With so many people stuck at home, scrolling the internet and shopping online, advertisers deployed capital in waves during those pandemic days. Pinterest’s user growth was exploding, and its platform — which functions as prime advertising real estate across a range of industries — benefited significantly.

Then, the bottom fell out. Changing shopping habits and a tough economy forced many advertisers to scale back spending, and Pinterest’s platform dealt with unfavorable growth comparisons to unusual periods of expansion. User growth also decelerated overall with people getting back out into the world, and a drop in ad spending heavily depressed revenue while cutting into profitability.

So, where do things stand now? The macro environment is still challenging for both small and large brands, but the trajectory of advertising spending has recovered from the doldrums and is expected to continue accelerating.

Pandemic levels of growth ought not to be expected, but Pinterest has seen a steady increase in users and revenue, along with a tidy profit according to generally accepted accounting principles (GAAP) in the most recent quarter.
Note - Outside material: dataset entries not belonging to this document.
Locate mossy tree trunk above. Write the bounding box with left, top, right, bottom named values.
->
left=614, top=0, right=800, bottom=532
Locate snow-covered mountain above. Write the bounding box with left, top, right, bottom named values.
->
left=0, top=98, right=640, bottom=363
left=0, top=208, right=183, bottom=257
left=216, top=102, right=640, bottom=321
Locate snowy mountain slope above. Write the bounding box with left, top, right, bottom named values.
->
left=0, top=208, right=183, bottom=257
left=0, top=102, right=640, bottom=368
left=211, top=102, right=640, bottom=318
Looking at results for the second quarter of 2024, revenue rose 21% from the year-ago period to $854 million while Pinterest’s global monthly active users jumped 12%. The company now has 522 million people around the world using its platform for inspiration every month. Profits for the three-month period totaled $9 million, with adjusted earnings of $180 million.

Pinterest had about $2.8 billion in cash and investments on hand at the end of the recent quarter. And management is forecasting that third-quarter revenue will grow 16% to 18% year over year, falling between $885 million and $900 million.

With Pinterest’s goal of making every “pin” a shoppable one, and user growth on a steady upswing, there’s plenty of room for this business to run even if growth is slower than it was a few years ago. Investors might find that buying even a few shares at a discount could be a good move.